Grands projets aux revers sérieux

Plusieurs projets phares sont confrontés à des problèmes particulièrement graves :

Rail Baltica : La ligne à grande vitesse reliant Tallinn, Riga, Kaunas et Varsovie a vu ses coûts augmenter de 291 % par rapport aux estimations initiales. Ce projet stratégique, crucial pour connecter les États baltes à l'Europe occidentale, est désormais confronté à des retards d'achèvement bien au-delà de 2030.

Ligne ferroviaire Lyon-Turin : Les coûts ont augmenté de 127 %, le projet devant désormais ouvrir en 2033 au lieu de l'objectif initial de 2015. Le projet a rencontré une opposition environnementale considérable, avec des manifestants dans le sud-est de la France mettant en garde contre les dommages écologiques et l'assèchement des sources.

Tunnel de base du Brenner : Ce tunnel entre Innsbruck, en Autriche, et le nord de l'Italie, destiné à déplacer le fret de la route vers le rail, coûtera désormais 40 % de plus que prévu initialement et n'ouvrira pas avant 2032 - soit 16 ans plus tard que l'objectif initial de 2016.
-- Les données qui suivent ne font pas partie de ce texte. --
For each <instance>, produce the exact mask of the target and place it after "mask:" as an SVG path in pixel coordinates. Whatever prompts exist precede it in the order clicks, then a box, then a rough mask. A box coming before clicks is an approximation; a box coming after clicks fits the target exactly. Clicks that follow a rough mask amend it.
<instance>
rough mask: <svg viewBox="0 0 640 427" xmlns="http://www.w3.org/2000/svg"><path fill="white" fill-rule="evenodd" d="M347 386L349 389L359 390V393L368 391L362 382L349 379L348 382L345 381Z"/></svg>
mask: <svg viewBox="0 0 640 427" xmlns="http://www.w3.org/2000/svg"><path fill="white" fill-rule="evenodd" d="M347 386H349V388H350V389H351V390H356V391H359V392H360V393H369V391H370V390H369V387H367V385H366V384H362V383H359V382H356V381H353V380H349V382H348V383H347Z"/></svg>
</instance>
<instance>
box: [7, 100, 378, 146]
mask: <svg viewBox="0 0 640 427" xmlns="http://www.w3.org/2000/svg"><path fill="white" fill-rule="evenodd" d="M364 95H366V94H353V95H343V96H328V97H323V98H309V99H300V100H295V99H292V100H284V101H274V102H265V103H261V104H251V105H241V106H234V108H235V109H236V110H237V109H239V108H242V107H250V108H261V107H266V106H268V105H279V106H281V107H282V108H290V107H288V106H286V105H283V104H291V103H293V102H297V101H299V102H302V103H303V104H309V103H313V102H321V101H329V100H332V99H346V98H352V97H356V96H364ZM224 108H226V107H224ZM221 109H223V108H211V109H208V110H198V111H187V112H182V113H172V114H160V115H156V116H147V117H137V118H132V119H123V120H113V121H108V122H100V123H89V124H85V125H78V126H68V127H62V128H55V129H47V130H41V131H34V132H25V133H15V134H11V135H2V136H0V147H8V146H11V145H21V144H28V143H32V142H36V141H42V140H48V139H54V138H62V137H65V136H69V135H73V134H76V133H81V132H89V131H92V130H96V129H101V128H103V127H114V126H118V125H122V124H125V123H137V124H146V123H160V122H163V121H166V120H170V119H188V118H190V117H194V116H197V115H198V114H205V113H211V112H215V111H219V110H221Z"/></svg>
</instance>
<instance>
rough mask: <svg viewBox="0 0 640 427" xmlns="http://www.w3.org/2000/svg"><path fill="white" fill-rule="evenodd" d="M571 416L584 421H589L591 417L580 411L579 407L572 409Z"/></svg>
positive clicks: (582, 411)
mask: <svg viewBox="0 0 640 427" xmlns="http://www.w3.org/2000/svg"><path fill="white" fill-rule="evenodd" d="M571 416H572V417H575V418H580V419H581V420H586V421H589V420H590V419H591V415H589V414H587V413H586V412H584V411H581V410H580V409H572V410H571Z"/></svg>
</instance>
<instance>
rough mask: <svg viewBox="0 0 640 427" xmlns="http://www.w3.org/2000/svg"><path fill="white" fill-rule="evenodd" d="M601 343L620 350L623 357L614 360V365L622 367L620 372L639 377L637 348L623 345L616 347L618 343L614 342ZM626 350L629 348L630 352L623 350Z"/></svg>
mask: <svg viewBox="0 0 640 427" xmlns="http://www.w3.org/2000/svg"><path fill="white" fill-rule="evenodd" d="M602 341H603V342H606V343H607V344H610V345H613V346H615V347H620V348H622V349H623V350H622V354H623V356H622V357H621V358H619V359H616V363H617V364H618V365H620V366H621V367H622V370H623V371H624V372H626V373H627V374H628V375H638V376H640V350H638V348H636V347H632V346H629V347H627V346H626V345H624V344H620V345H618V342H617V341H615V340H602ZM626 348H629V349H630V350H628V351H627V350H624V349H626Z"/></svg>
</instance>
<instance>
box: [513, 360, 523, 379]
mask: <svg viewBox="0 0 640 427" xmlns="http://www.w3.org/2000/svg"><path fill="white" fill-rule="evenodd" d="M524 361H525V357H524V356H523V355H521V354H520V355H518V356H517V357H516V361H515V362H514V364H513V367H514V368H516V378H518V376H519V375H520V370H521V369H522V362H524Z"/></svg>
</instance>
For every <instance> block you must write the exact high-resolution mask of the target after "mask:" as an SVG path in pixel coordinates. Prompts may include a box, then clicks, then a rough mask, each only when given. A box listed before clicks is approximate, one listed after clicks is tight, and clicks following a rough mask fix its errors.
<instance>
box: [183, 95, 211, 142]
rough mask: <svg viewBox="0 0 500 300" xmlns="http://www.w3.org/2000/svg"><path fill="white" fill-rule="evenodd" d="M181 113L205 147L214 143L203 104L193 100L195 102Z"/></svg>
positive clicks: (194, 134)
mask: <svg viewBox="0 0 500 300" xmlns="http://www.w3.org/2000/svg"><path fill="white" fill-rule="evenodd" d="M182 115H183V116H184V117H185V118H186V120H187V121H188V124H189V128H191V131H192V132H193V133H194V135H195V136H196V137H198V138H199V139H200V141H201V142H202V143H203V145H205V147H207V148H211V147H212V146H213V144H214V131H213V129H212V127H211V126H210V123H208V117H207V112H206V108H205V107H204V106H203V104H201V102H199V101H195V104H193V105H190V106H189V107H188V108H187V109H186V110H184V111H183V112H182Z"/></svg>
Liaison fixe du Fehmarnbelt : La liaison routière/ferroviaire entre le Danemark et l'Allemagne est confrontée à une augmentation des coûts de 52 % et est désormais prévue pour 2029, soit 11 ans plus tard que prévu, avec de possibles retards supplémentaires jusqu'en 2031.
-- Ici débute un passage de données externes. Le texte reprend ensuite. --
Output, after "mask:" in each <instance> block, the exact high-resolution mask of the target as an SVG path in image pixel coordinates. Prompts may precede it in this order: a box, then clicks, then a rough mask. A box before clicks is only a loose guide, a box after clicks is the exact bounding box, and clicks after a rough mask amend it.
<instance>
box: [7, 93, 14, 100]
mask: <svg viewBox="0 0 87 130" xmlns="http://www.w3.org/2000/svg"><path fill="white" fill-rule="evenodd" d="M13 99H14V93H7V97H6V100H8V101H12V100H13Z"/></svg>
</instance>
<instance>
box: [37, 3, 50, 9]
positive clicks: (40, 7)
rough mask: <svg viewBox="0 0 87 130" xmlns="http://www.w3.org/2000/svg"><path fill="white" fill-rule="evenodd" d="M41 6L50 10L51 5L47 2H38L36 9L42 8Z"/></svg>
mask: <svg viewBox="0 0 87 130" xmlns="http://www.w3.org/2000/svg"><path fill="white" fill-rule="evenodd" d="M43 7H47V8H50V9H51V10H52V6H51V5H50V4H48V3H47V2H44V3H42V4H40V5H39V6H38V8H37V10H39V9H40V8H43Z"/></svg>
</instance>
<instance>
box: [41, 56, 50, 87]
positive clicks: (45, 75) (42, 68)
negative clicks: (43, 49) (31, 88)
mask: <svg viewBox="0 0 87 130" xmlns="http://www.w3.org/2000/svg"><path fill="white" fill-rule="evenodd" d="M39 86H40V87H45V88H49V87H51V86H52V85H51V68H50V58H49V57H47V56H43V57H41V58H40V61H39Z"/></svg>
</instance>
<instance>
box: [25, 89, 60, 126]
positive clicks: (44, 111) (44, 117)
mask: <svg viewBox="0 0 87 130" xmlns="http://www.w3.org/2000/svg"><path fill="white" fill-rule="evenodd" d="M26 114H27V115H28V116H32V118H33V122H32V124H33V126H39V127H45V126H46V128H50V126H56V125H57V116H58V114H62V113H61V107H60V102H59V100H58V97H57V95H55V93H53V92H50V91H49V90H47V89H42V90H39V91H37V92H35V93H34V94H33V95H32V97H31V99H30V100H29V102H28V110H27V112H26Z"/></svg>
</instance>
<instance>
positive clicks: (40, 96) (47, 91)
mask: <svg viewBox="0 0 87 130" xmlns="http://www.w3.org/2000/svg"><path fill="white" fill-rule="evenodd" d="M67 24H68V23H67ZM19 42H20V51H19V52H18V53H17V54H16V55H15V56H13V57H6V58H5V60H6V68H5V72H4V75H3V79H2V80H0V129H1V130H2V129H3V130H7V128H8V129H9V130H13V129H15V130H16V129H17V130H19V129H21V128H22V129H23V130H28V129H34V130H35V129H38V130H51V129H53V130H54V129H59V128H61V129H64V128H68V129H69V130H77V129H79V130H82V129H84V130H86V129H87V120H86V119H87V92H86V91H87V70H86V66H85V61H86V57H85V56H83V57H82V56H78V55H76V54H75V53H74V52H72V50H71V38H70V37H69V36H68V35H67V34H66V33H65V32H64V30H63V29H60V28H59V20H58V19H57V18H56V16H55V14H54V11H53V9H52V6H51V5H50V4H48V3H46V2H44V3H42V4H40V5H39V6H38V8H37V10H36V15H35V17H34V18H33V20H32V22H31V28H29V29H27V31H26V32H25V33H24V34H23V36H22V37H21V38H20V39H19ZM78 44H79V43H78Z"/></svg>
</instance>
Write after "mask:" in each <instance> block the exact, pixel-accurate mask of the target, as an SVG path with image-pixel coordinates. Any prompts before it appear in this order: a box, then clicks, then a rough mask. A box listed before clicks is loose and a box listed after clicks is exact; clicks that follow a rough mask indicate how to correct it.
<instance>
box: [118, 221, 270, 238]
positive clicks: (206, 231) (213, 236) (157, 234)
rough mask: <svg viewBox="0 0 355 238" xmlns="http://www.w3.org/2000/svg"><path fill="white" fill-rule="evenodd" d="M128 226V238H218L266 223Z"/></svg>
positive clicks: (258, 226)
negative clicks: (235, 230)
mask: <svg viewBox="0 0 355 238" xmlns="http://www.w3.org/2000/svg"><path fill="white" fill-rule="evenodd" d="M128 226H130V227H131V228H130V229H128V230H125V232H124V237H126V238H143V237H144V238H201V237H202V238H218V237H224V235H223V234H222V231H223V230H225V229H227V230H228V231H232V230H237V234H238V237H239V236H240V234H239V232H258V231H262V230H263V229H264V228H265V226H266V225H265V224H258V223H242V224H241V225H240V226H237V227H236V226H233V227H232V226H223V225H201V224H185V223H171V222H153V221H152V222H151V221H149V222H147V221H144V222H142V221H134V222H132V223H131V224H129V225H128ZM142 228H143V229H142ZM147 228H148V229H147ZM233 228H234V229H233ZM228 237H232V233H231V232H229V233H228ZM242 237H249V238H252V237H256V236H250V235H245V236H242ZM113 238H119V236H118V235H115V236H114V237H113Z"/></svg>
Canal Seine-Nord Europe : Cette voie navigable reliant les pays du Benelux à la région parisienne a subi un dépassement de coûts stupéfiant de 225 %.

Deux lueurs d'espoir dans l'obscurité

Toutes les nouvelles ne sont pas mauvaises. Deux projets fonctionnent même mieux que prévu :

Autoroute A1 de Roumanie : Faisant partie du corridor Rhin-Danube, ce projet affiche une réduction des coûts de 11 % et pourrait être achevé avant l'échéance de 2030, créant une liaison directe entre Bucarest et la frontière hongroise.

Ligne ferroviaire E59 de Pologne : Les coûts ont diminué de 18 % pour ce projet du corridor mer Baltique-mer Adriatique, bien qu'aucune date d'ouverture estimée n'ait été fournie.

Défaillances de gouvernance et perspectives d'avenir

Le rapport de la CCE critique la Commission européenne pour ne pas avoir utilisé les instruments juridiques disponibles pour traiter les retards avec les États membres. 'Les perspectives en 2025 sont pires qu'en 2020, et sont loin de ce qui était initialement envisagé,' ont noté les auditeurs, mettant à jour leur évaluation d'il y a cinq ans.

Malgré ces défis, le règlement RTE-T de 2024 offre des instruments de surveillance plus solides pour les futurs projets. Les auditeurs ont exprimé l'espoir qu'une meilleure coordination entre les priorités nationales et européennes évitera des problèmes similaires dans les nouveaux mégaprojets. Pour la génération actuelle de projets d'infrastructure, l'Europe est cependant confrontée à la réalité d'une connectivité retardée et de milliards de coûts supplémentaires.

Alors que l'Europe s'efforce d'atteindre ses objectifs climatiques - le transport étant responsable de 25 % des émissions de l'UE - ces retards n'affectent pas seulement la croissance économique et le commerce, mais entravent également la transition vers des modes de transport plus durables.